Code generation pipeline
The current code generation pipeline roughly goes like:
Melodeon
-> typechecked Melodeon
-> monomorphed Melodeon
-> Mil
-> MelVM
The new pipeline will be simpler to implement, since we no longer need monomorphization, and we can fully erase types (since we can always fall back to dynamic dispatch for things like ++
)
Melodeon
-> typechecked Melodeon (w/o CG!)
-> erased AST (with any type specialization done before this phase)
-> closure-free AST
-> MelVM (by direct recursive codegen)
Type system
The new type system has the following basic hierarchy:
-
Nat
: 256-bit unsigned numbers
- Individual numbers like
1
can also be types
-
Bytes
: a bytestring
-
[T]
: A list where element is of type T
-
[T, U, V...]
: fixed-length arrays
-
T | U
: untagged union
- Can be refined with
is
or as
Symbols
Symbols aren’t really their own type. Instead, a symbol literal like $sym
represents a unique Nat that $sym
maps to. The exact value of this Nat
is unspecified.
Structs
Structs are implemented as tagged assoc-lists. For example, a Point
with fields x
and y
:
[[$x, 12], [$y, 34]]
The order of the list is sorted by the tag. foo.bar
desugars into binary searching for the element associated with $bar
in the assoc-list.
This desugaring should be a sort of macro expansion, because otherwise refinement typing cannot infer what foo.bar
’s type actually is.
Lambdas and function-types in Melodeon
Something I’ve realized is that these MelVM changes would make it very easy to implement lambdas and first-class functions in Melodeon.

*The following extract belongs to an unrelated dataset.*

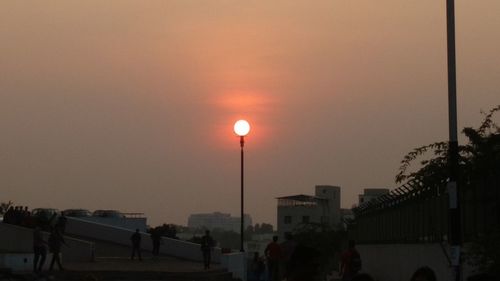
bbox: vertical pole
[446,0,462,281]
[240,136,245,252]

A rough list of changes needed:
- Add function-types to the type system
- This also means adding syntax to the pest grammar
- Stop special-casing functions. Function definitions just mean lambda bindings.
- In code-gen, the intermediate language will be “lambdaful”, but compile down to whatever function representation technique we decide on.
- This is most likely “function pointer plus struct that is passed in”
I decided on the last strategy — CPS turns out to be a useful transformation for optimizations etc in the new Melodeon pipeline, and it straightforwardly eliminates the call stack.